On November 9, Ron Sims threw down a world-changing challenge to a hall packed with marine scientists, resource managers, environmentalists, and the odd oyster grower. Now, unlike most politicians' rhetorical flourishes, that challenge has born fruit.
The occasion was a first-ever Symposium on Ocean Acidification convened by Washington Sea Grant at the University of Washington’s Center for Urban Horticulture. The scientists explained what they'd uncovered about a threat that is both oceanic in scale and uniquely regional in character, which threatens the Northwest’s cherished shellfish industry in the short run and the survival of the marine biosphere and all the terrestrial life that depends on it in the longer run.
“Okay, you’ve laid out the problem,” exclaimed Sims, the former King County executive, who’d washed up back in Seattle after a stint in D.C. and resurfaced as a marine environmental statesman. “Now tell me what we can do!” Boil it down, he pled in his most plaintive preacher tones. Cut the fancy explanations and give us political and policy types concrete steps we can take to correct it.
Last Friday, an answer arrived. A who’s who of state, federal, tribal, commercial, and scientific actors (and Ron Sims) gathered to begin hashing out a defense against an emerging threat most Americans probably haven’t even heard of: global warming’s evil twin, ocean acidification, OA for short. Gov. Chris Gregoire had chartered a new Blue Ribbon Panel on Ocean Acidification to sift a flood of new scientific data and real-world experience and distill a suite of concrete policy recommendations for surviving, mitigating, and preventing acidification.
That brief and the new panel’s membership both recall the state's other marine environmental panel, the Puget Sound Partnership’s Leadership Council.
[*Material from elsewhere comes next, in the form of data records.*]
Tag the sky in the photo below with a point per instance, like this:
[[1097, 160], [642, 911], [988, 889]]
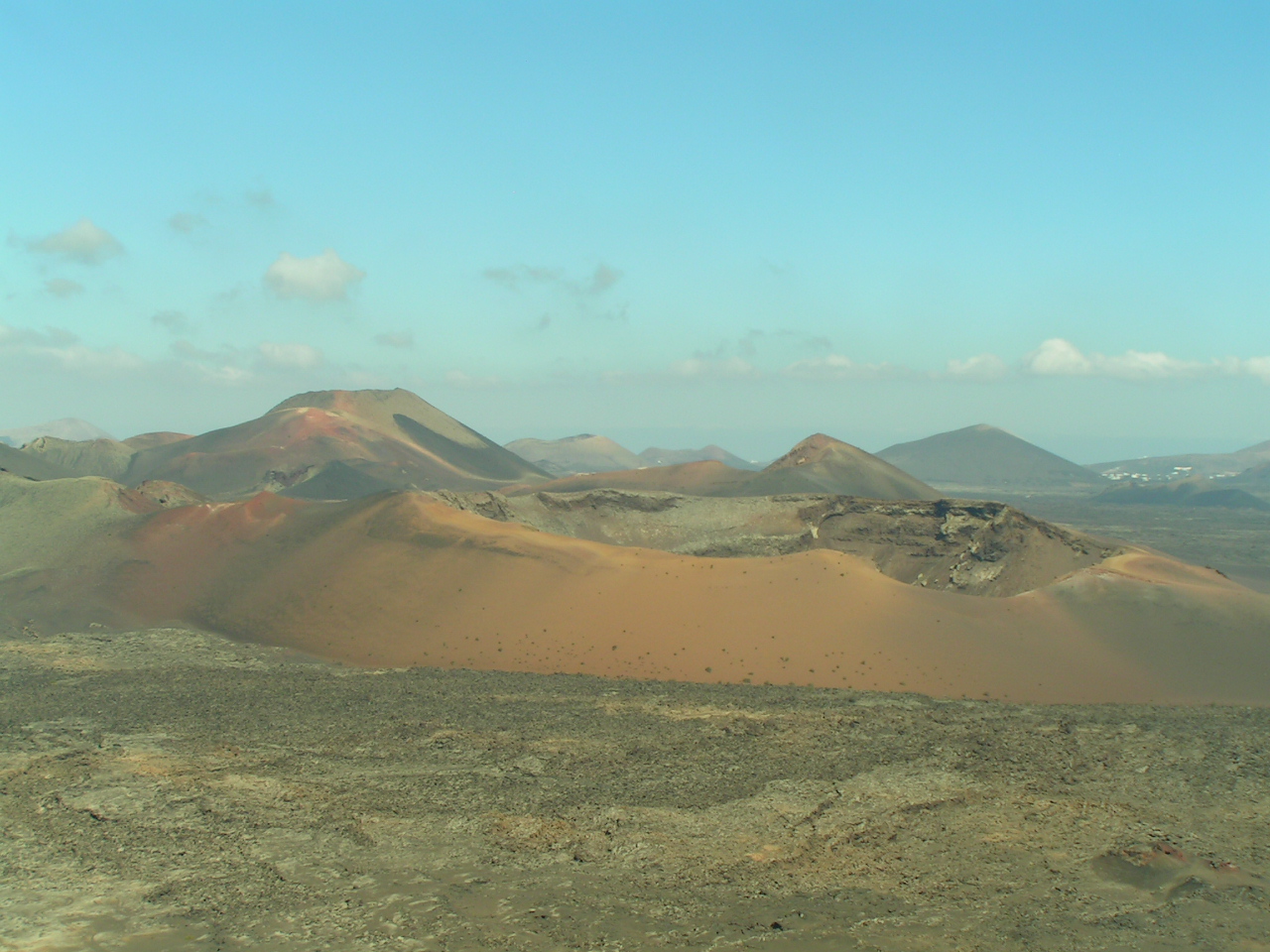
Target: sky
[[671, 223]]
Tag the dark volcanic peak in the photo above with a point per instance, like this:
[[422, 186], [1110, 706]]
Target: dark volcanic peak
[[822, 463], [380, 438], [987, 458], [1192, 493]]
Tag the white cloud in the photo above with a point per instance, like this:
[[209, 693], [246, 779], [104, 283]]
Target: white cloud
[[63, 287], [261, 198], [1061, 358], [979, 367], [399, 340], [520, 276], [838, 367], [1256, 367], [726, 367], [173, 321], [64, 350], [1058, 358], [186, 222], [458, 379], [82, 243], [298, 356], [325, 277]]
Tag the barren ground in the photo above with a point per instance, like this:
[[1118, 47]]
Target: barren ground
[[169, 788]]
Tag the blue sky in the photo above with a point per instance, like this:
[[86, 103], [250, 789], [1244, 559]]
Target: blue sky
[[672, 223]]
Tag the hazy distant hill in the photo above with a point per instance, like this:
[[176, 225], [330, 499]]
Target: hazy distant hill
[[817, 465], [822, 463], [984, 460], [347, 442], [581, 453], [1196, 492], [656, 456], [84, 457], [1162, 467], [66, 428], [32, 467]]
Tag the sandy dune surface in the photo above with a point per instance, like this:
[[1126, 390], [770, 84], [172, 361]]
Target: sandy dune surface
[[405, 579]]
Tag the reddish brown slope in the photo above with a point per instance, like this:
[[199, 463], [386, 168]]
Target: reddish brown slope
[[368, 440], [405, 580]]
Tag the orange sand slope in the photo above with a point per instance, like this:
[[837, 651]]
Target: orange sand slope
[[405, 580]]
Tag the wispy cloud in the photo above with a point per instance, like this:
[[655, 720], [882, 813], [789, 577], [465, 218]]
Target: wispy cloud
[[63, 287], [186, 222], [82, 243], [325, 277], [466, 381], [261, 198], [1061, 358], [399, 340], [290, 356], [64, 350], [839, 367], [982, 367], [173, 321], [524, 276], [705, 367]]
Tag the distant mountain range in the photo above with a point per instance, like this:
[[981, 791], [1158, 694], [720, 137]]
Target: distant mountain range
[[1192, 493], [982, 458], [1173, 467], [581, 453], [327, 444], [818, 465], [347, 444], [590, 453], [656, 456], [66, 428]]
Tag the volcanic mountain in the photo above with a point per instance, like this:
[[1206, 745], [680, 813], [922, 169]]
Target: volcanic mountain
[[335, 444], [28, 466], [820, 463], [988, 460], [84, 457], [411, 579], [654, 456], [581, 453]]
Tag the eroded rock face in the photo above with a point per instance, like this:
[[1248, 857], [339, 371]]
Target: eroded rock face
[[979, 548]]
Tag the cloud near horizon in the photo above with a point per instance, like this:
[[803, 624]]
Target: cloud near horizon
[[64, 350], [325, 277], [1061, 358], [82, 243], [291, 356], [399, 340], [186, 222], [982, 367], [520, 276], [172, 321], [839, 367], [719, 367], [63, 287]]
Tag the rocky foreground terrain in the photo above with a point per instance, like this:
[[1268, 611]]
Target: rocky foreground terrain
[[169, 788]]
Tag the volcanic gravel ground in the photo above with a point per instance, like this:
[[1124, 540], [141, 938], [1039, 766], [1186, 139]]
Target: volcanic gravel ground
[[171, 788]]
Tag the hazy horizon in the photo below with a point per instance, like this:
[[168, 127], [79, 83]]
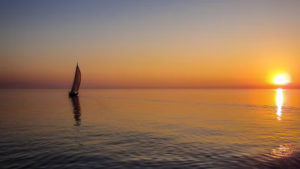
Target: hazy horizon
[[149, 44]]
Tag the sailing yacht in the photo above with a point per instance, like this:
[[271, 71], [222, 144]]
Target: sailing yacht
[[76, 82]]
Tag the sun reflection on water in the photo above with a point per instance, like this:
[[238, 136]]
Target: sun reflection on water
[[282, 151], [279, 102]]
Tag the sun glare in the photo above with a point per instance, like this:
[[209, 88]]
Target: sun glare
[[282, 79]]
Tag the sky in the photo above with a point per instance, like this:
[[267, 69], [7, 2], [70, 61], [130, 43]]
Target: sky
[[149, 43]]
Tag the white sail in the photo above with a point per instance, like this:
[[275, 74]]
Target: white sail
[[77, 80]]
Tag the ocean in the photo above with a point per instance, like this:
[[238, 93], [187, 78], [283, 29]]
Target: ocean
[[150, 128]]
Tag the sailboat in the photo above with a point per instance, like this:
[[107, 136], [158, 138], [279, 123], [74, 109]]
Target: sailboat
[[76, 82]]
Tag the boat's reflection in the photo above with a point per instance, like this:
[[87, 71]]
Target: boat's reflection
[[279, 102], [76, 110]]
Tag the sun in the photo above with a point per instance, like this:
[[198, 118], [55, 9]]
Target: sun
[[282, 79]]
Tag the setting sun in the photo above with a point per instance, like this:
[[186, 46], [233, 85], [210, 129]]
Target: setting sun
[[282, 79]]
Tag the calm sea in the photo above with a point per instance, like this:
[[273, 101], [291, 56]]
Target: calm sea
[[150, 129]]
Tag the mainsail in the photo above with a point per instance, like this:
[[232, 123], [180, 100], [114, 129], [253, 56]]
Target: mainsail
[[77, 80]]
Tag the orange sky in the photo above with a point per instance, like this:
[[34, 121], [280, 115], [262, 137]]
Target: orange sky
[[157, 44]]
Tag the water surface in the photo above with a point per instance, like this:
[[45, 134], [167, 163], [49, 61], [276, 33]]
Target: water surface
[[150, 129]]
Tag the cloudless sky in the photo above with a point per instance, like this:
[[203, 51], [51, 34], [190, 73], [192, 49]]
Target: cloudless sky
[[148, 43]]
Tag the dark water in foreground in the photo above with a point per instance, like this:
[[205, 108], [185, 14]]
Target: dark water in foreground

Sure enough, the Partnership’s founding chair, William Ruckelshaus (also the founding administrator of the U.S. Environmental Protection Agency and a veteran of many other state, national, and international enviromental commissions) is once again lending his experience and gravitas as the acidification panel’s co-chair. (Jay Manning, formerly Gregoire's chief of staff and state Department of Ecology director, is the other chair, and state Natural Resources Commissioner Peter Goldmark is an unofficial third.) But there’s one key difference: Where the Partnership is an ongoing agency, attesting to the persistence of Puget Sound’s pollution woes, the acidification panel has got a tight schedule and a short deadline: to assemble its findings and policy recommendations by July, and complete its report in September.
That schedule reflects the optimistic energy that customarily greets new challenges, before reality and inertia set in. It also suggests the sense of urgency attending on this particular challenge. The reason all this action is unfolding in the Northwest is that this is where acidification is. OA may be an exotic buzzword in the American heartland and a looming but still prospective threat in most of the world’s seas. But it’s a present danger out here — and in human society the canary that’s feeling it first is an industry that’s uniquely dear to politicians and hallowed in Northwest mythology: shellfish.
To understand why, it’s necessary to consider, in broad outline, how acidification happens. (Caution: science alert.) The ocean absorbs carbon dioxide, the gas produced when organic material, from coal to coffeecake, gets burned, digested, or broken down by bacteria, and which also happens to be the primary greenhouse gas in planetary warming. Phytoplankton draw it from the air, then die and sink to the bottom, and cold water can hold more CO2 than warm. So it collects in the frigid depths. Until quite recently this was widely seen as a free lunch: If we could just push more carbon down to the sea bottom, say by fertilizing massive plankton blooms, we could stave off global warming.
One problem with this geoengineering scheme: The carbon doesn’t stay at the bottom. That cold, deep water wells back up along various coastlines, including the North Pacific and the similarly situated coasts of Peru, Chile, South Africa, and New Zealand. These nutrient-rich upwellings produce those regions’ famously rich fisheries; thank them for your sardines and salmon. But they have a dark side as well. Carbon dioxide changes seawater chemistry, with dramatic effects on many living things.